Our studies also identified the Gγ subunit as the primary effector mediating the GGylation-dependent activation of YAP/TAZ in addition to Rho GTPase.6 We observed that the G-β/G-gamma blocker gallein inhibited LPA-activated transcriptional activity of YAP/TAZ whereas fluorescein, an inactive gallein analog, did not.6 A number of G-gamma subunits, such as Gγ2, Gγ5, Gγ7, Gγ10, and Gγ12, are GGylated.7 It has been reported that ectopic expression of Gγ2, Gγ5, Gγ7, and Gγ12 induces stress fiber formation in HeLa cells, similar to the effect of activation of Rho GTPase.8 Further studies found that Gβγ subunits activate the small GTPase Rap1a and its downstream effector Radil and promote spreading and adhesion of fibrosarcoma HT1080 cells.9 Consistent with these observations, our studies have shown that gallein preferentially inhibits MDA-MB-231 cell migration with a minor effect on cell proliferation,6 suggesting that Gβγ subunits may specifically transduce breast cancer cell migration signaling to the Hippo-YAP/TAZ pathway. However, how Gβγ subunits transduce the signal to the Hippo-YAP/TAZ pathway is still a puzzle. One possibility that has been proposed is that Gβγ subunits activate Rap1a, which in turn arrests the RASSF proteins that are the activators of Mst1/2, thus inactivating the Hippo protein Mst1/2.10
An intriguing observation in our studies is the dependency of GGylation signaling-mediated breast cancer cell proliferation and migration on the Hippo-YAP/TAZ pathway. We have noticed that the intensity of Hippo-YAP/TAZ signaling directly determines the effect of GGylation signaling on breast cancer cell proliferation and migration. For example, Hippo–YAP/TAZ signaling in MCF7 cells is very weak. Accordingly, the response of MCF7 cell proliferation and migration to treatment with atorvastatin or the GGTase I inhibitor GGTI-298 is also weak. We have examined 9 breast cancer cell lines and found that the effect of GGylation on Hippo-YAP/TAZ signaling is highly correlated with its effect on breast cancer cell proliferation.6 This observation suggests that the role of GGylation signaling in breast tumor growth and metastasis is contingent on establishment of Hippo-YAP/TAZ signaling during breast cancer progression. This observation may be useful in the application of statins or GGTase inhibitors for breast cancer prevention and therapy. It is predicted that statins or GGTase inhibitors would be effective for prevention or therapy only in breast cancer patients with tumors positive for Hippo-YAP/TAZ signaling.

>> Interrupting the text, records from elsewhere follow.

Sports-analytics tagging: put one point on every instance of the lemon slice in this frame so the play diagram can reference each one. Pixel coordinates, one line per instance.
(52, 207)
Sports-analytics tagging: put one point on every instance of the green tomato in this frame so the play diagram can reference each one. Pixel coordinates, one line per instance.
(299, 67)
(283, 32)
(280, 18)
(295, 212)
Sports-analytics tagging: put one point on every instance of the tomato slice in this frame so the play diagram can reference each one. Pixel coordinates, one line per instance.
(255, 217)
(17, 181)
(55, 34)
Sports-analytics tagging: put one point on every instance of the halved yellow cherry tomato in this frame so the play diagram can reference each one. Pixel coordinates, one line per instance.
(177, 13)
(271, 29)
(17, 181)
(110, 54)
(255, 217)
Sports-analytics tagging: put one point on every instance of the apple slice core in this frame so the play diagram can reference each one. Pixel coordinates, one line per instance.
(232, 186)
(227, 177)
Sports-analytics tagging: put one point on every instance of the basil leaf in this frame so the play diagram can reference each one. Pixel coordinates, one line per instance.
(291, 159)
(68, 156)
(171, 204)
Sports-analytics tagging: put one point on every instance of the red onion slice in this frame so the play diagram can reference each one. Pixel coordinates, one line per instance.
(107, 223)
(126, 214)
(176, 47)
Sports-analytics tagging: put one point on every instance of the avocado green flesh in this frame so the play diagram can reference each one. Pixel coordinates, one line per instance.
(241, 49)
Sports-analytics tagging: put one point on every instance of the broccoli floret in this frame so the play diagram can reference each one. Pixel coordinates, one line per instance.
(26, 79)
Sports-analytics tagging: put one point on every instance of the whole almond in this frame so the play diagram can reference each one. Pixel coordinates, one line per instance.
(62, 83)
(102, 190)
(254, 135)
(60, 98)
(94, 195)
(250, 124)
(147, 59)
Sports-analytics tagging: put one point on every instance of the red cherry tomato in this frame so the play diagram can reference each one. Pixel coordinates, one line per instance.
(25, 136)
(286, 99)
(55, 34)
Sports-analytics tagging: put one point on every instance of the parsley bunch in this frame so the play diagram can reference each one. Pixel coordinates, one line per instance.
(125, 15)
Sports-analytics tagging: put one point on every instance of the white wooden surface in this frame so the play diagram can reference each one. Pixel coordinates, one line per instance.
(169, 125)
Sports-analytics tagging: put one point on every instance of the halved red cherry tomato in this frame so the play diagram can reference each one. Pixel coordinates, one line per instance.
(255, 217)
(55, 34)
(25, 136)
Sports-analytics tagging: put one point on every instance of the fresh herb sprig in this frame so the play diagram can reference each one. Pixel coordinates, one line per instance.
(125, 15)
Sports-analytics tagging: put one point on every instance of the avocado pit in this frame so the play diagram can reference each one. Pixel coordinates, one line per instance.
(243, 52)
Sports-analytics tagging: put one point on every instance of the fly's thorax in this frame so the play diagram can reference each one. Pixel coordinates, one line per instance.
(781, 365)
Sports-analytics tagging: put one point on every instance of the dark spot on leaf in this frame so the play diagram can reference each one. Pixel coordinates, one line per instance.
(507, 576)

In summary, GGylation signaling promotes breast cancer cell proliferation and migration through activation of the YAP/TAZ pathway. Studies on GGylation/Hippo-YAP/TAZ signaling suggest the GGylation pathway as an important therapeutic target for the treatment of breast cancer, particularly Hippo-YAP/TAZ–positive breast cancer.
No potential conflicts of interest were disclosed.